= Applications of cybernetics in economics =

Economics is one domain in which cybernetics has had application and influence.
==In the Soviet Union==

The Great Soviet Encyclopaedia defines Economic cybernetics as a scientific field wherein cybernetic approaches are applied to economics. It facilitates a dialogue between microsystems and macrosystems.

The design of self-regulating control systems for a real-time planned economy was explored by economist Oskar Lange, cyberneticist Viktor Glushkov, and other Soviet cyberneticists during the 1960s. By the time information technology was developed enough to enable feasible economic planning based on computers, the Soviet Union and eastern bloc countries began moving away from planning and eventually collapsed.

==Hayek==

Friedrich Hayek attended the 1960 Symposium on Principles of Self-Organization, organised by Heinz von Foerster.

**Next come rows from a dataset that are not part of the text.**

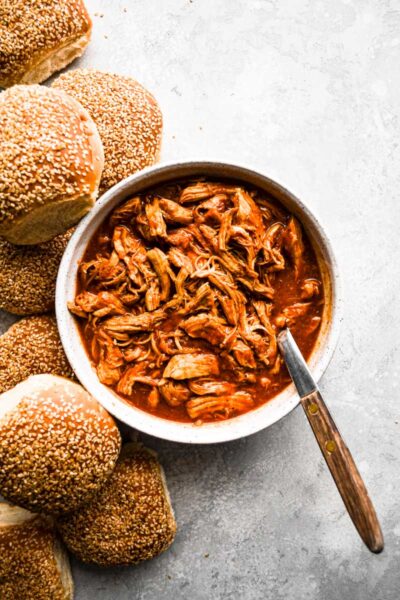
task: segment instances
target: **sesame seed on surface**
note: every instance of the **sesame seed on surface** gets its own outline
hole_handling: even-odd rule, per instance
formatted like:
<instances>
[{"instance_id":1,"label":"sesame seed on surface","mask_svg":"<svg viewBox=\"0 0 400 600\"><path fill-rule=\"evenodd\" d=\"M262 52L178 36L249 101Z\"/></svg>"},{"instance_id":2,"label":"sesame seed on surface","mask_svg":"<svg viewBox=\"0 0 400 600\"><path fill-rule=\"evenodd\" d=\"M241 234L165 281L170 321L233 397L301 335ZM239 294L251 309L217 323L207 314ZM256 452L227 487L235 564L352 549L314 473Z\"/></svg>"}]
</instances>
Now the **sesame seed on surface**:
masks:
<instances>
[{"instance_id":1,"label":"sesame seed on surface","mask_svg":"<svg viewBox=\"0 0 400 600\"><path fill-rule=\"evenodd\" d=\"M59 209L60 223L50 224L51 211L60 201L73 207L86 197L89 210L100 178L101 150L93 121L62 91L16 85L0 94L0 235L10 240L10 229L43 206L49 210L46 227L58 227L53 235L73 225L78 217L64 227ZM68 220L65 213L66 205L62 216Z\"/></svg>"},{"instance_id":2,"label":"sesame seed on surface","mask_svg":"<svg viewBox=\"0 0 400 600\"><path fill-rule=\"evenodd\" d=\"M0 393L41 373L74 377L52 315L21 319L0 337Z\"/></svg>"},{"instance_id":3,"label":"sesame seed on surface","mask_svg":"<svg viewBox=\"0 0 400 600\"><path fill-rule=\"evenodd\" d=\"M7 394L20 401L0 420L0 494L33 512L77 509L114 468L114 420L80 385L55 375L29 377L0 403Z\"/></svg>"},{"instance_id":4,"label":"sesame seed on surface","mask_svg":"<svg viewBox=\"0 0 400 600\"><path fill-rule=\"evenodd\" d=\"M13 526L0 523L0 598L72 600L72 582L63 585L56 544L46 518L35 515Z\"/></svg>"},{"instance_id":5,"label":"sesame seed on surface","mask_svg":"<svg viewBox=\"0 0 400 600\"><path fill-rule=\"evenodd\" d=\"M166 550L176 523L157 458L137 444L124 446L95 499L57 527L73 554L100 566L136 564Z\"/></svg>"},{"instance_id":6,"label":"sesame seed on surface","mask_svg":"<svg viewBox=\"0 0 400 600\"><path fill-rule=\"evenodd\" d=\"M155 98L137 81L76 69L62 74L52 87L78 100L97 125L105 155L101 193L158 160L162 114Z\"/></svg>"},{"instance_id":7,"label":"sesame seed on surface","mask_svg":"<svg viewBox=\"0 0 400 600\"><path fill-rule=\"evenodd\" d=\"M19 83L32 67L90 29L82 0L0 0L0 85Z\"/></svg>"},{"instance_id":8,"label":"sesame seed on surface","mask_svg":"<svg viewBox=\"0 0 400 600\"><path fill-rule=\"evenodd\" d=\"M16 315L51 310L58 267L73 229L37 246L0 238L0 308Z\"/></svg>"}]
</instances>

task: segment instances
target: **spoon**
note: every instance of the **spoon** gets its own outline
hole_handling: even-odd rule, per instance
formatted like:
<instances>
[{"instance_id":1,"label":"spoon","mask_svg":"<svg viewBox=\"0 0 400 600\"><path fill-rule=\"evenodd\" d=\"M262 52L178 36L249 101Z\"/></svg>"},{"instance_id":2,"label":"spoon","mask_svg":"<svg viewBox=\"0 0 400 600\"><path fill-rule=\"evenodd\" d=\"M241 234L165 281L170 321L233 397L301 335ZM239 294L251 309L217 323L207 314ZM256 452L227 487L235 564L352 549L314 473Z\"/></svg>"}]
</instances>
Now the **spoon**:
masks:
<instances>
[{"instance_id":1,"label":"spoon","mask_svg":"<svg viewBox=\"0 0 400 600\"><path fill-rule=\"evenodd\" d=\"M278 345L347 511L368 549L381 552L383 535L367 488L289 328L278 335Z\"/></svg>"}]
</instances>

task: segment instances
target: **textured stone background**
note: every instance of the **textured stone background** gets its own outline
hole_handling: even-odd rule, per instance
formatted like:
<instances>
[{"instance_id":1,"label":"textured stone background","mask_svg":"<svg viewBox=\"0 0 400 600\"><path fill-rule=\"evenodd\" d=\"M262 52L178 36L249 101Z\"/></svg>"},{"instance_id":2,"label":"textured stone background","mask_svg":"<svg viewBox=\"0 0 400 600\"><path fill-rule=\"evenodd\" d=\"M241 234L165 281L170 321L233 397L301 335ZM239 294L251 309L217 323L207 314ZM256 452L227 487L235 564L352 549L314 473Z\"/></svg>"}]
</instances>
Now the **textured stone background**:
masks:
<instances>
[{"instance_id":1,"label":"textured stone background","mask_svg":"<svg viewBox=\"0 0 400 600\"><path fill-rule=\"evenodd\" d=\"M346 306L321 386L386 548L373 556L363 547L299 409L226 445L146 438L166 468L176 542L136 568L74 563L77 600L398 600L398 2L87 3L95 30L80 64L133 75L153 91L164 160L249 163L325 224Z\"/></svg>"}]
</instances>

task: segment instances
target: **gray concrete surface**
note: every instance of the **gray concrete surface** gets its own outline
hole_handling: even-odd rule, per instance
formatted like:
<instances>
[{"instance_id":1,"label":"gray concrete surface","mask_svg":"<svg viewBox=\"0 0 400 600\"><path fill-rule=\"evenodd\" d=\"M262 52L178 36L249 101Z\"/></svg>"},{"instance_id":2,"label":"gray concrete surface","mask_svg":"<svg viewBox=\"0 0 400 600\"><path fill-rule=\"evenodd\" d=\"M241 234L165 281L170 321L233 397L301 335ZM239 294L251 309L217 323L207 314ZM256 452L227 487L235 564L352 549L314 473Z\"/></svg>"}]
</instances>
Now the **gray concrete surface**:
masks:
<instances>
[{"instance_id":1,"label":"gray concrete surface","mask_svg":"<svg viewBox=\"0 0 400 600\"><path fill-rule=\"evenodd\" d=\"M136 568L73 563L77 600L400 598L400 6L395 0L88 0L79 64L133 75L165 117L164 160L248 162L317 212L346 297L322 390L386 548L347 517L300 410L214 447L161 453L175 544ZM5 318L4 328L9 320Z\"/></svg>"}]
</instances>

Hayek mentions cybernetics as a discipline that could help economists understand the "self-organizing or self-generating systems" called markets. Being "complex phenomena", the best way to examine market functions is by using the feedback mechanism, explained by cybernetic theorists. That way, economists could make "pattern predictions".

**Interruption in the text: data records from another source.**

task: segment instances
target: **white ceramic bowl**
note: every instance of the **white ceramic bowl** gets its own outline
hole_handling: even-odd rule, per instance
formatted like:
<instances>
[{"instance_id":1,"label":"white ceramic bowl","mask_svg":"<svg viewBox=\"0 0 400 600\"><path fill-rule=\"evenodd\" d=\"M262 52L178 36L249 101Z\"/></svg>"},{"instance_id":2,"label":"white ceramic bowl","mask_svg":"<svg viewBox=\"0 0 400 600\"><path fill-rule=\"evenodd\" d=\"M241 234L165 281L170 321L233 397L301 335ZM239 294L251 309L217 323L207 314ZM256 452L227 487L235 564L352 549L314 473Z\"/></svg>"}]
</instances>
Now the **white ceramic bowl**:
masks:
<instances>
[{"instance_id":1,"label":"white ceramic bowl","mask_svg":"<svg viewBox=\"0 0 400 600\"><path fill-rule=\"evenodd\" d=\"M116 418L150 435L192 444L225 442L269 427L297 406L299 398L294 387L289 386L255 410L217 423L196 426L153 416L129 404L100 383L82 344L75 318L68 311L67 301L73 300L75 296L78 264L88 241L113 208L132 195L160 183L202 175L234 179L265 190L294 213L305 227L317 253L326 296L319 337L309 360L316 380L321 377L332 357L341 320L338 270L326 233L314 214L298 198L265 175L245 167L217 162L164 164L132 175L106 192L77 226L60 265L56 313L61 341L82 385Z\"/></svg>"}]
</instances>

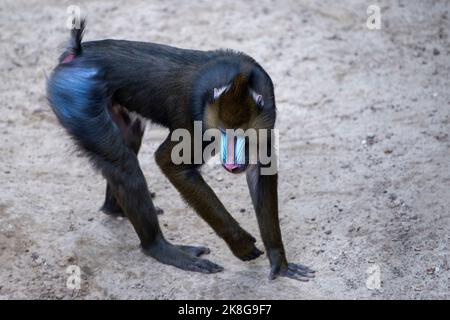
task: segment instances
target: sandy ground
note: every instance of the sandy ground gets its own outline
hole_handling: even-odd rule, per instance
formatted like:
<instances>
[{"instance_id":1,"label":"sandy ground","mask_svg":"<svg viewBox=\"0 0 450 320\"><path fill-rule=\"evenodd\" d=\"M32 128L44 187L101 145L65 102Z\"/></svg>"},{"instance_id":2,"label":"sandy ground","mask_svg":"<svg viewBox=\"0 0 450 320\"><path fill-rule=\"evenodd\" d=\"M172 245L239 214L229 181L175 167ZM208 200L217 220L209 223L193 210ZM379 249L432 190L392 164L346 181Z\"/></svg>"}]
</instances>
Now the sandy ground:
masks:
<instances>
[{"instance_id":1,"label":"sandy ground","mask_svg":"<svg viewBox=\"0 0 450 320\"><path fill-rule=\"evenodd\" d=\"M72 2L3 0L0 298L450 298L448 1L377 1L381 30L365 26L372 1L78 3L88 40L229 47L267 69L285 246L317 277L269 281L265 257L236 259L155 165L167 132L154 125L140 160L164 232L208 245L225 271L187 273L144 256L127 220L98 211L104 181L46 103L45 74L67 41ZM245 178L203 172L262 247ZM80 290L66 287L69 265L81 268ZM379 290L366 286L370 268L380 271Z\"/></svg>"}]
</instances>

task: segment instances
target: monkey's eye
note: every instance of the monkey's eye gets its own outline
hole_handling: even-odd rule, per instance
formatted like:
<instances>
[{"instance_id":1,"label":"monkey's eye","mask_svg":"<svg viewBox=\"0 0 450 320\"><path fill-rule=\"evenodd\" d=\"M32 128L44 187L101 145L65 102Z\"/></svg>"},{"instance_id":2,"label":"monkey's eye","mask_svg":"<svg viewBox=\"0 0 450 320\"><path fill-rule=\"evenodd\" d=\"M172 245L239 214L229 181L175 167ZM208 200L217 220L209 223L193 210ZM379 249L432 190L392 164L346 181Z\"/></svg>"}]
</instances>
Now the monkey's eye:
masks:
<instances>
[{"instance_id":1,"label":"monkey's eye","mask_svg":"<svg viewBox=\"0 0 450 320\"><path fill-rule=\"evenodd\" d=\"M251 90L252 98L255 101L256 105L262 109L264 107L264 99L263 96L255 91Z\"/></svg>"}]
</instances>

Therefore, the market for Hayek is a "communication system", an "efficient mechanism for digesting dispersed information". The economist and a cyberneticist are like gardeners who are "providing the appropriate environment". Hayek's definition of information is idiosyncratic and precedes the information theory used in cybernetics and the natural sciences.

Finally, Hayek also considers Adam Smith's idea of the invisible hand as an anticipation of the operation of the feedback mechanism in cybernetics. In the same book, Law, Legislation and Liberty, Hayek mentions, along with cybernetics, that economists should rely on the scientific findings of Ludwig von Bertalanffy general systems theory, along with information and communication theory and semiotics.

==Towards a New Socialism==
A proposal for a "New Socialism" was outlined by the computer scientists Paul Cockshott and Allin Cottrell in 1995 (Towards a New Socialism), where computers determine and manage the flows and allocation of resources among socially owned enterprises.